Last month I spent more time than usual poking around my hometown of Price in hopes of finding something familiar. What I discovered amounted to practically nothing. Take, for example, the block letter C that adorns a landmark formerly known as Crack Ledge. Thanks to erosion, not much of it remains, in spite of concerned citizen Leif Nelson’s efforts last year to organize a repainting party.

crack ledge copy

“Price is not a place of days gone by,” insisted Nelson; however, it appears to me that Price is very much a place of days gone by, one that would require nothing short of an archeological dig to uncover even a vestige of my boyhood stomping grounds. Take, for example, Carbon College, a local institution of higher learning and the presumed inspiration for that faded block letter. Well, today, it’s known as Utah State University East, and not a single building from the original campus has survived with the exception of the Elmo Geary Theater, which was added long after the others—most of which dated from the Nineteen Thirties. My favorite was a baseball stadium with arched windows that resembled a miniature Yankee Stadium. Also a WPA-era football grandstand affectionately known as “Old Splinters.”

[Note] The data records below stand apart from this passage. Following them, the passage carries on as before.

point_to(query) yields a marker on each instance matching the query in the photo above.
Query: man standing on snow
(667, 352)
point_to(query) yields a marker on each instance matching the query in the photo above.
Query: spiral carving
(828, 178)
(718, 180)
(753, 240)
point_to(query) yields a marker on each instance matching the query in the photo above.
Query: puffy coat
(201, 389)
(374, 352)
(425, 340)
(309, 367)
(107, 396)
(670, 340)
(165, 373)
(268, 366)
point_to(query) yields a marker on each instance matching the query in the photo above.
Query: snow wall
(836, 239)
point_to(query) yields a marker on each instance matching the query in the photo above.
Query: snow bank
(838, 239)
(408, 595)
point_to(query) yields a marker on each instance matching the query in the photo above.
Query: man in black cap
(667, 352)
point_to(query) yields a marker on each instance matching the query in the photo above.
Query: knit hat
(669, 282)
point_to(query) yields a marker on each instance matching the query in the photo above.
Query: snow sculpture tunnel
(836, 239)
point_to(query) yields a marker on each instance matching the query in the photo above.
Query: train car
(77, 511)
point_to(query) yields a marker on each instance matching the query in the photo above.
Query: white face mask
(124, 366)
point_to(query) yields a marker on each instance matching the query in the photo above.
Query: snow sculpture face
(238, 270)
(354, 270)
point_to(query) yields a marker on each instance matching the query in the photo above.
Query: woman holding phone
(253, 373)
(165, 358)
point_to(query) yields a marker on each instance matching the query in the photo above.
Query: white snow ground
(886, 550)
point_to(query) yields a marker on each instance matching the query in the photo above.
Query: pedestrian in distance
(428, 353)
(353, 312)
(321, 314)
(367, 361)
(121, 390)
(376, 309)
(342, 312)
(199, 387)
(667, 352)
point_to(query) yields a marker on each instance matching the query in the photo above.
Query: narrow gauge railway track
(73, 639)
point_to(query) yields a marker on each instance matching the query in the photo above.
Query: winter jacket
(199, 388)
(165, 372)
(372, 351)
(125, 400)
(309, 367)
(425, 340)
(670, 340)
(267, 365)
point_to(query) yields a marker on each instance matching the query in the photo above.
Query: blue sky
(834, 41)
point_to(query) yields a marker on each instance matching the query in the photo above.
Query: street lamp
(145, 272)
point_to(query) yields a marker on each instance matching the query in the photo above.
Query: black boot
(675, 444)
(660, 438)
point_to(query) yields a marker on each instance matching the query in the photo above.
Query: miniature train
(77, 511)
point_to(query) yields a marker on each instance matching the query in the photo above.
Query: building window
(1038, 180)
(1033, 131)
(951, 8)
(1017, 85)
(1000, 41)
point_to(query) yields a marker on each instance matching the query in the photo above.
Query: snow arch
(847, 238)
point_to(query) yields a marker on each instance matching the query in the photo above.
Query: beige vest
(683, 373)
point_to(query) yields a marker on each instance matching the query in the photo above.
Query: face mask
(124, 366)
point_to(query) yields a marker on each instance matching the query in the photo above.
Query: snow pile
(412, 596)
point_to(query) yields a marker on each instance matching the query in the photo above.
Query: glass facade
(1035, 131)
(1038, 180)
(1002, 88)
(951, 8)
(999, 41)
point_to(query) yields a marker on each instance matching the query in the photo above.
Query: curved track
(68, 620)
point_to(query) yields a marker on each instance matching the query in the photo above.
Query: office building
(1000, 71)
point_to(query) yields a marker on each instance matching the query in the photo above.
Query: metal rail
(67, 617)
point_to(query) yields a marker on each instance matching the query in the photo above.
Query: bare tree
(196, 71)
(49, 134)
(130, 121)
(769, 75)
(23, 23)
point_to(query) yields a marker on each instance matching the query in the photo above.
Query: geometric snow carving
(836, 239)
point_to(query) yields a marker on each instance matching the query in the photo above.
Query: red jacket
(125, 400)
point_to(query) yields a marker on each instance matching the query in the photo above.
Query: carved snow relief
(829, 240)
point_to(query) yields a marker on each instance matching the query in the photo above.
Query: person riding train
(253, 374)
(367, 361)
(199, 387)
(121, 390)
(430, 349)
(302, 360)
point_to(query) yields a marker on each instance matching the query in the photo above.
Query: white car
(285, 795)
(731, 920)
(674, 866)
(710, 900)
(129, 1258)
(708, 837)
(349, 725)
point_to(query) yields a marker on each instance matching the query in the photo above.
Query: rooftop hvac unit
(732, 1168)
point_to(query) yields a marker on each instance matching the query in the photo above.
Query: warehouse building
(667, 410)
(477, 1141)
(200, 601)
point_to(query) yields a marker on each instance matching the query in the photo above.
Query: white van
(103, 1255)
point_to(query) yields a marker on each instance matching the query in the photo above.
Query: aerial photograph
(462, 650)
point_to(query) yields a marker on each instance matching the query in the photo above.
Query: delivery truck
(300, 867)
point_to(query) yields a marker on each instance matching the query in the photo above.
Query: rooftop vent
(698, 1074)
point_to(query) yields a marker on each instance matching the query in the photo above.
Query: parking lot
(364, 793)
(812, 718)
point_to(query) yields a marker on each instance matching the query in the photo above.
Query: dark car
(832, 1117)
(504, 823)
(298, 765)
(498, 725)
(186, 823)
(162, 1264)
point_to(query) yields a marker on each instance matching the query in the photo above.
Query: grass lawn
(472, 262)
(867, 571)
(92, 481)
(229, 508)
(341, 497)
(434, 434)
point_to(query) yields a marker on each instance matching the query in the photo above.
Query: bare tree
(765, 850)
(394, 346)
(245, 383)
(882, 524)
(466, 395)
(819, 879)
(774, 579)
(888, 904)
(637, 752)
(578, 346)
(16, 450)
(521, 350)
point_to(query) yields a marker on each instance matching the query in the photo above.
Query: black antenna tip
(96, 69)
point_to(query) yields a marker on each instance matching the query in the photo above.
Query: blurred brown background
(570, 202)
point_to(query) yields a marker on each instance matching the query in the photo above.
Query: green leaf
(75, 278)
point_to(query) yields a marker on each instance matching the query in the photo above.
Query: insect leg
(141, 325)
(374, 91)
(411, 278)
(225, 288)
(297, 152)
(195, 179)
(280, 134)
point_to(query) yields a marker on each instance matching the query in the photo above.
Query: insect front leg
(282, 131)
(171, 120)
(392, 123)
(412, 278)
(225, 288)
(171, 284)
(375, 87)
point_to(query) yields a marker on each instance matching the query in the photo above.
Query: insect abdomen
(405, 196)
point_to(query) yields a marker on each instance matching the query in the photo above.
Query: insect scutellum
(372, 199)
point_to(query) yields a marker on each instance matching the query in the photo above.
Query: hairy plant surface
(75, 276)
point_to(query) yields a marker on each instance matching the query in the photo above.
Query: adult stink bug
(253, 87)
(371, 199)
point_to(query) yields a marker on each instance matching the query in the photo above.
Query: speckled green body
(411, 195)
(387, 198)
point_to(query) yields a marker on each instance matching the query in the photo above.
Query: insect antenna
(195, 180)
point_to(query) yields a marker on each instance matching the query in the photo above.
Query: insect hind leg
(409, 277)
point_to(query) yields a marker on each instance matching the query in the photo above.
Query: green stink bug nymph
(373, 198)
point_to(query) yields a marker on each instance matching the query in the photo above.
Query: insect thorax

Like a ghost I wandered the campus where 56 years ago I had served as sophomore class president, passing young people who might very well be the great-grandchildren of my Carbon College classmates—who knows? No faces and not one single thing was familiar; that is, until I happened upon a boulder I immediately recognized as my alma mater’s pet rock “Gibby.”

Gibby (short for Gibraltar) mysteriously appeared in front of the main entrance back in 1940—a prank perpetrated in part by the youngest of the notorious Bunnell brothers. Boyd Bunnell would go on to become a local prosecutor and judge, but by the time his part in the caper was revealed the statute of limitations had expired and Gibby had become not an obstacle but a beloved touchstone.

gibby yearbook pix

Normally, the 1,500-pound rock was painted in school colors and served as a centerpiece in yearbook photos such as this one. In my day the artist-on-call was my friend and sophomore class vice-president Richard Holdaway. Unlike the honorable Judge Bunnell, neither of the two Richards ever confessed to turning Gibby into an eight ball; that is, not until just now.

gibby 8 ball

Evidently, we started a trend, and in years that followed Gibby would be repainted time and again—almost always on the sly under cover of darkness. Though composed of sandstone, she now wears so many coats of paint that she is immune to erosion. As for censorship, I suppose if anyone should complain, she can always slip on another coat.